Biological systems, such as bacteria and viruses, can construct complex nanostructures and nanomachines through self-assembly, despite the chaotic and random movements of individual building blocks. These structures are formed from biomolecules that interact in specific ways to create functional nanostructures within or on the cell’s surface. The study of self-assembly has led to the development of techniques in bionanotechnology, such as DNA bionanotechnology, where artificially synthesized DNA is used as a building block to create nanostructures with various applications in diagnostics and therapy.
Molecule interactions must be carefully engineered to form specific nanostructures, as unexpected structures often form due to kinetic traps caused by unpredictable particle collisions and interactions. To overcome these challenges, researchers have developed new statistical methods to simulate the self-assembly process of nanostructures. By simulating the process with different levels of precision, researchers can identify and overcome kinetic traps, ensuring that components assemble correctly into the intended structure. This computational framework will guide the creation of more complex materials and nanodevices with intricate functions for potential applications in diagnostics and treatment.

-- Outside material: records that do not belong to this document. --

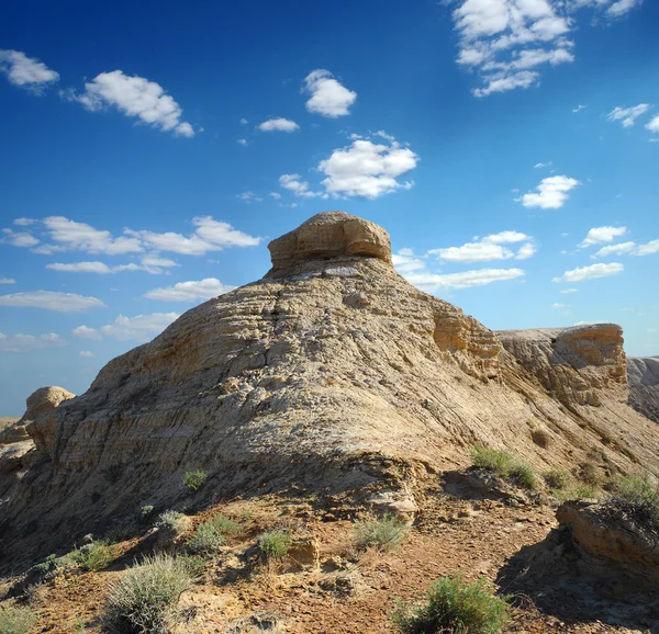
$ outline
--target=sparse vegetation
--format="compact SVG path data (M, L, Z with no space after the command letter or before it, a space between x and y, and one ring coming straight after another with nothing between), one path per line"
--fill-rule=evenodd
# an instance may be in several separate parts
M549 488L563 491L572 484L572 476L567 471L551 469L545 474L545 482Z
M496 597L484 578L471 584L442 577L431 585L427 603L399 603L393 623L402 634L498 634L510 621L505 597Z
M115 634L167 634L176 624L179 598L191 582L178 559L145 557L111 586L103 623Z
M288 555L292 542L288 531L270 531L258 539L258 551L265 561L282 559Z
M83 570L100 570L113 562L115 556L114 548L104 540L87 544L72 553L72 559Z
M36 623L30 608L0 608L0 634L27 634Z
M355 524L355 542L360 547L376 546L391 551L403 541L405 530L405 524L393 516L366 520Z
M165 511L158 516L156 528L179 535L186 530L186 516L178 511Z
M473 466L484 468L507 479L517 486L533 489L536 487L536 476L533 467L515 458L507 451L490 449L484 444L477 444L471 450Z
M203 469L189 471L183 475L183 485L191 491L197 491L204 485L208 478L209 474Z

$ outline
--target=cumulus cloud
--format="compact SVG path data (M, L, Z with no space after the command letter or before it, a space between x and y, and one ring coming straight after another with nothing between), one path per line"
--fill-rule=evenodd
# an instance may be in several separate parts
M619 121L623 127L632 127L636 120L650 110L649 103L639 103L632 107L623 107L621 105L614 107L607 115L608 121Z
M178 319L177 313L154 313L152 315L137 315L135 317L124 317L120 315L112 324L101 328L89 328L88 326L78 326L71 333L81 339L103 339L113 337L118 341L148 341L156 335L159 335L172 321Z
M570 197L569 192L580 184L577 179L566 176L548 177L540 181L536 188L537 192L528 192L515 201L521 202L525 207L560 210Z
M597 278L608 278L617 275L625 270L623 264L611 262L610 264L591 264L566 271L560 278L554 278L552 282L583 282L584 280L595 280Z
M32 293L12 293L0 295L0 306L16 306L25 308L44 308L56 313L85 313L90 308L105 306L96 297L85 297L75 293L58 291L34 291Z
M400 189L410 189L413 181L396 179L413 170L420 158L398 141L390 145L357 139L350 146L335 149L319 163L326 192L336 197L364 196L377 199Z
M101 72L85 84L81 94L65 91L63 97L81 103L92 112L113 106L126 116L137 117L161 131L171 131L177 136L194 136L192 126L181 121L181 106L160 84L144 77L130 77L121 70Z
M59 80L58 72L20 50L0 49L0 72L7 76L10 83L36 93Z
M235 286L227 286L216 278L206 278L198 282L179 282L174 286L154 288L153 291L148 291L144 296L148 299L159 299L160 302L194 303L199 299L212 299L234 288Z
M304 78L302 90L311 95L306 110L331 118L350 114L349 109L357 100L356 92L345 88L328 70L322 68L312 70Z
M55 332L40 335L38 337L22 333L8 337L0 332L0 352L32 352L33 350L58 348L59 346L66 346L66 340Z
M463 271L461 273L409 273L404 278L415 286L428 293L438 291L454 291L469 288L471 286L484 286L493 282L503 282L523 278L525 271L522 269L478 269L476 271Z
M447 262L491 262L492 260L509 260L511 258L525 260L535 253L533 244L528 242L530 239L529 236L520 231L501 231L467 242L461 247L432 249L428 254L437 256ZM517 252L503 246L523 241L526 244Z
M624 236L627 231L627 227L593 227L578 246L580 249L585 249L593 245L613 242L615 238Z
M279 184L295 196L303 199L313 199L319 195L309 189L309 183L303 181L300 174L281 174L279 177Z
M261 132L295 132L300 129L300 126L294 121L281 116L264 121L257 127Z
M590 5L608 18L623 15L639 0L456 0L457 63L476 70L476 97L537 84L543 66L574 60L573 14ZM578 112L577 109L574 112Z

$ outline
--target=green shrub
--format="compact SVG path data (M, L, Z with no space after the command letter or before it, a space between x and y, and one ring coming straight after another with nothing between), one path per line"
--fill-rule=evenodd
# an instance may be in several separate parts
M358 546L377 546L382 551L391 551L405 536L406 527L393 516L366 520L355 524L355 542Z
M288 531L270 531L258 539L258 551L264 559L281 559L288 555L293 539Z
M186 472L183 476L183 485L191 491L199 490L206 482L209 475L203 469Z
M562 491L572 484L572 477L567 471L552 469L545 474L545 482L549 488Z
M100 570L114 561L115 553L107 541L98 540L75 551L72 558L83 570Z
M179 535L186 530L186 516L178 511L165 511L158 516L156 528Z
M626 510L647 528L659 531L659 489L647 477L624 477L616 486L614 503Z
M0 634L27 634L35 623L30 608L0 608Z
M174 557L145 557L110 587L103 624L116 634L171 632L179 598L191 584L186 566Z
M505 597L494 596L484 578L472 584L442 577L431 585L425 605L401 603L393 623L403 634L498 634L510 621Z
M478 443L471 449L471 462L478 468L484 468L507 479L517 486L533 489L536 486L536 477L533 467L517 461L507 451L490 449Z

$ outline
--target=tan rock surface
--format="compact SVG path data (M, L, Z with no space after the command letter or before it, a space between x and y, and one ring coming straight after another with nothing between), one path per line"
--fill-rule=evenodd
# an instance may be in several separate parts
M210 476L199 503L295 484L358 501L400 490L411 507L416 478L463 466L479 441L539 468L574 468L596 448L606 468L633 456L657 471L656 426L626 405L617 327L601 328L601 346L560 336L572 350L560 364L543 336L538 372L403 280L371 223L314 216L270 250L263 280L187 312L86 394L34 417L35 458L0 500L0 548L35 518L40 534L75 539L146 500L168 508L197 468ZM581 405L589 392L600 407Z

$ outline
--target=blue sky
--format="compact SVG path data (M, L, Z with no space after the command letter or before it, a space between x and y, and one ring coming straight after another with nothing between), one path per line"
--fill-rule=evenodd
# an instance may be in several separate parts
M659 353L659 5L5 0L0 415L83 392L325 210L493 329Z

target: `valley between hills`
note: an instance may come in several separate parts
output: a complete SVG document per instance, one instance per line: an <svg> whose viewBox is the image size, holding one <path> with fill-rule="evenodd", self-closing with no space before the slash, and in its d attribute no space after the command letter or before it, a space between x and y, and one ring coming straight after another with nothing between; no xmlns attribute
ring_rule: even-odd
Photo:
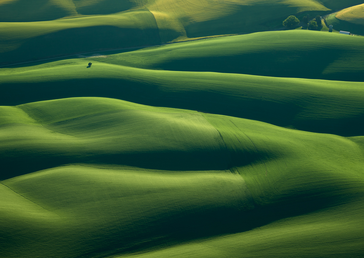
<svg viewBox="0 0 364 258"><path fill-rule="evenodd" d="M0 257L363 257L363 4L0 0Z"/></svg>

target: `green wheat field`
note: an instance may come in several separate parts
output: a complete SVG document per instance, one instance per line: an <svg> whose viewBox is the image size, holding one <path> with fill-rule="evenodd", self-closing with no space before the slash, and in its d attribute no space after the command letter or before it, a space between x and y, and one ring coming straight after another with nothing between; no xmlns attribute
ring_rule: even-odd
<svg viewBox="0 0 364 258"><path fill-rule="evenodd" d="M0 0L0 257L364 257L363 3Z"/></svg>

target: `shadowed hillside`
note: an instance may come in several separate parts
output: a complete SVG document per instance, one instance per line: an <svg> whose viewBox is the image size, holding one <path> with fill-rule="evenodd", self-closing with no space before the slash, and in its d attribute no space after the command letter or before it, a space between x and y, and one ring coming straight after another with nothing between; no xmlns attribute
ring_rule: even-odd
<svg viewBox="0 0 364 258"><path fill-rule="evenodd" d="M0 65L269 30L292 14L323 14L349 4L323 2L1 0Z"/></svg>
<svg viewBox="0 0 364 258"><path fill-rule="evenodd" d="M355 229L363 219L346 212L362 209L356 204L363 198L363 154L349 139L110 99L1 110L1 176L20 175L1 182L2 206L8 207L1 235L12 232L1 239L3 255L104 257L185 243L183 257L197 239L234 234L225 244L252 235L252 241L255 231L243 232L266 224L263 233L270 229L279 239L298 228L314 233L324 218L333 219L325 229L332 237L317 235L309 251L321 255L344 240L333 217L343 214L346 241L359 250ZM304 236L294 237L311 241ZM34 241L14 248L29 238Z"/></svg>

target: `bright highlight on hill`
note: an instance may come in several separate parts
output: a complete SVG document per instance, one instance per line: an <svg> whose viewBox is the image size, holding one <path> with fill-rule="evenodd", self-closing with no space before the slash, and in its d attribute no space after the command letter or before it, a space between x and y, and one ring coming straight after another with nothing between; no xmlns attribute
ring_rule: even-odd
<svg viewBox="0 0 364 258"><path fill-rule="evenodd" d="M0 0L0 257L362 258L362 3Z"/></svg>
<svg viewBox="0 0 364 258"><path fill-rule="evenodd" d="M360 1L359 1L360 2ZM0 65L270 30L355 0L1 0ZM284 20L284 19L283 19Z"/></svg>
<svg viewBox="0 0 364 258"><path fill-rule="evenodd" d="M12 232L2 239L3 255L105 257L167 244L169 251L156 255L168 256L182 243L181 255L187 257L201 241L209 245L221 237L210 238L221 234L224 245L238 239L252 245L255 230L237 232L267 223L262 234L276 231L281 244L288 243L280 238L284 233L316 243L302 248L305 255L328 251L338 241L343 243L334 251L346 250L348 241L360 248L356 229L363 222L350 211L361 209L363 199L363 137L110 99L61 99L1 111L7 171L2 176L20 176L1 182L2 206L9 207L3 210L1 235ZM27 174L46 167L55 167ZM310 226L314 215L322 218ZM346 218L340 222L347 225L345 239L335 216ZM331 219L325 230L332 238L315 233ZM299 238L300 228L311 232L308 238ZM31 237L32 243L13 248ZM240 246L230 252L242 252ZM270 251L281 251L279 246ZM253 246L243 253L252 254ZM293 251L290 246L285 251Z"/></svg>
<svg viewBox="0 0 364 258"><path fill-rule="evenodd" d="M364 34L364 4L349 7L327 18L329 23L337 29L353 33Z"/></svg>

The development of sophisticated simulation methods for self-assembly processes is a significant advancement in the field of bionanotechnology. By combining computer simulations with varying levels of accuracy, researchers can fine-tune molecular interactions to ensure the proper assembly of nanostructures. This research was conducted in collaboration with researchers from Sapienza University of Rome, Ca’ Foscari University of Venice, and Columbia University in New York, and it offers promising possibilities for the future of nanotechnology and materials science. The potential applications of self-assembled nanodevices in various fields underscore the importance of understanding and replicating nature’s processes of self-assembly.